Licensing associated with any cloud solution should be flexible, simple and affordable. Users need the capability to easily add and remove tags without getting bogged down with complex tag-count schemes or other issues. From a system management standpoint, cloud solutions should incorporate centralized monitoring and logging to detect performance anomalies.
A natural concern when implementing any data access project surrounds its cybersecurity aspects. This is a complex subject, which requires specialized expertise and significant IT know-how if a user is building their own custom solution. The best way to address security is to select an off-the-shelf solution that uses coordinated routers and cloud services certified to ISO 27001 requirements. Routers should incorporate firewalls, reject outside traffic, use secure protocols over outgoing ports, provide comprehensive user access restrictions and include two-factor authentication. Third-party scanning and auditing should be employed on a continual basis by the hosted VPN service provider to detect any vulnerabilities in the network.

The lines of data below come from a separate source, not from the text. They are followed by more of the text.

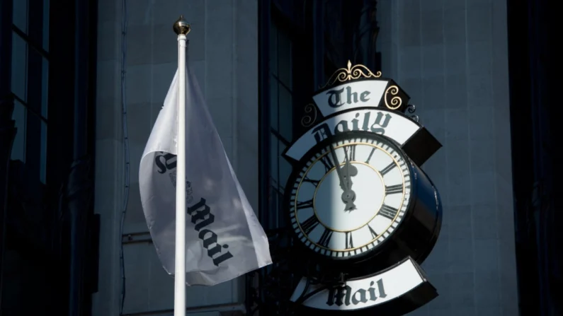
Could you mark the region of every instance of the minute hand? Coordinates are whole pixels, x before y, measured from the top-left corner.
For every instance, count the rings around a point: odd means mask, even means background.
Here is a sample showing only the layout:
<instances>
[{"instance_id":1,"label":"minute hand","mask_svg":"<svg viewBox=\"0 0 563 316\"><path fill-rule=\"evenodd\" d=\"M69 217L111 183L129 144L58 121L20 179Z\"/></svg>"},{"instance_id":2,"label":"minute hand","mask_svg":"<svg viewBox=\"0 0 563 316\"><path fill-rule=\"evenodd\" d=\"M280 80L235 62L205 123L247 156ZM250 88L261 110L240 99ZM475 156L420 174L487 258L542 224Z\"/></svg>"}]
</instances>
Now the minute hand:
<instances>
[{"instance_id":1,"label":"minute hand","mask_svg":"<svg viewBox=\"0 0 563 316\"><path fill-rule=\"evenodd\" d=\"M334 160L334 165L336 168L336 174L338 174L339 180L340 180L340 187L344 191L348 191L348 184L344 180L344 176L342 175L342 168L340 168L340 163L338 157L336 157L334 146L332 146L332 144L331 144L331 155L332 156L332 160Z\"/></svg>"}]
</instances>

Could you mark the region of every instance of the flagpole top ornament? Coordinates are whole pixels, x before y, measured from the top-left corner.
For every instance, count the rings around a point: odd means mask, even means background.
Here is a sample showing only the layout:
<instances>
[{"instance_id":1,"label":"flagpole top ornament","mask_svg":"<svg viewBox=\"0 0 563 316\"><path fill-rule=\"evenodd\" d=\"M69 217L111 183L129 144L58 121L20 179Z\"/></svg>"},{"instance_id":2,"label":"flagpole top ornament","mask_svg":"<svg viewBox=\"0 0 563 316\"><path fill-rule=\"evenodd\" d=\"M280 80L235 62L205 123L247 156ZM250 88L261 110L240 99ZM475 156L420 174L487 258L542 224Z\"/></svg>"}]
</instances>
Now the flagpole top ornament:
<instances>
[{"instance_id":1,"label":"flagpole top ornament","mask_svg":"<svg viewBox=\"0 0 563 316\"><path fill-rule=\"evenodd\" d=\"M180 16L180 18L174 22L172 28L174 30L174 33L178 36L187 35L192 29L191 26L190 26L190 23L184 20L183 16Z\"/></svg>"}]
</instances>

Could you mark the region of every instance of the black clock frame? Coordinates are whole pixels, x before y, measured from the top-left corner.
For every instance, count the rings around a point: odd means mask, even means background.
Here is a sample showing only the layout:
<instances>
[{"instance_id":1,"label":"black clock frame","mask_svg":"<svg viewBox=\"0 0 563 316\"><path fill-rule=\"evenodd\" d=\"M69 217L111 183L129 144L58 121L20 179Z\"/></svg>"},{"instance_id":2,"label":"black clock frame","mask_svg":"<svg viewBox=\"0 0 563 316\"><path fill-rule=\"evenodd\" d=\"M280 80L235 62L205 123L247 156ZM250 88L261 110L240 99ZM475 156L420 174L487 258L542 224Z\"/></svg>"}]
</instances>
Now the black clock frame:
<instances>
[{"instance_id":1,"label":"black clock frame","mask_svg":"<svg viewBox=\"0 0 563 316\"><path fill-rule=\"evenodd\" d=\"M407 201L404 217L395 230L382 244L365 254L351 257L328 257L314 252L301 241L290 226L293 247L299 257L315 262L312 274L332 276L336 279L351 280L367 277L393 266L408 256L419 264L428 257L438 239L441 227L442 205L440 197L429 177L414 163L401 146L393 139L384 135L364 131L350 131L336 134L317 143L307 151L297 162L293 162L293 170L286 184L283 206L286 216L290 216L290 201L295 188L296 180L302 171L302 166L334 142L366 138L389 144L406 161L411 175L411 194ZM290 221L289 221L290 223ZM309 268L310 269L310 268ZM310 274L312 271L309 271ZM315 273L316 272L316 273Z\"/></svg>"}]
</instances>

Reliability is created by removing single points of failure. Routers should be capable of failing-over from a primary/preferred network to a secondary/fallback network, whether the connection is Wi-Fi, 4G, or Ethernet. If a connection is lost, the router must include significant on-board memory to log data until the connection is back online and the data can be transmitted. Cloud services should be networked throughout dozens of servers at geographically diverse data centers worldwide to provide responsive operation and redundant storage and processing.
Once an end user or OEM has chosen an IIoT connectivity solution addressing the details indicated above, how might they use it?
A majority of users are relying on these solutions strictly for the data handling capability, while a growing number are also incorporating visualization capabilities to effectively create a remote/mobile HMI experience.
Many users are OEMs who deploy machines to many locations and need a consistent way to access them, while carefully segregating clients from each other. Increasingly, end users—or their designated systems integrators (SIs)—are rolling out IIoT projects using cloud solutions.
OEMs are not only interested in the performance and throughput of machines on a case-by-case basis. Many find it extremely valuable to consolidate data from a fleet of deployed equipment, so they can perform deeper analysis, leading to better ways of optimizing operation or avoiding problems. This can include condition monitoring data like equipment temperature and vibration. Some cloud IIoT solutions can be ‘white labelled,’ so the OEM can offer these hardware and software services as a value-added feature with their own branding.
End user analysis
End users can employ a cloud IIoT solution that is scalable from one machine, up to an entire site or across many sites, to gather the data they need in a consistent manner. As with OEMs, sometimes this production, availability and energy usage data is needed for more advanced operational analysis. In other cases, end users need to track usage of raw materials through the production process, monitor on-site inventories of products or perform other tasks.
IIoT solutions simplify
Creating a field-to-cloud IIoT solution from scratch is not feasible for most end users and OEMs because it requires detailed implementation and support for the required connectivity, security and reliability. Off-the-shelf solutions are available to address each of these aspects, making it easy to add IIoT capability to any existing on-site system, and to connect these systems to cloud resources for advanced processing. An end-to-end solution using intelligent routers and associated cloud services helps users of all types quickly establish a trustworthy IIoT system so they can begin realizing value and improve their operations.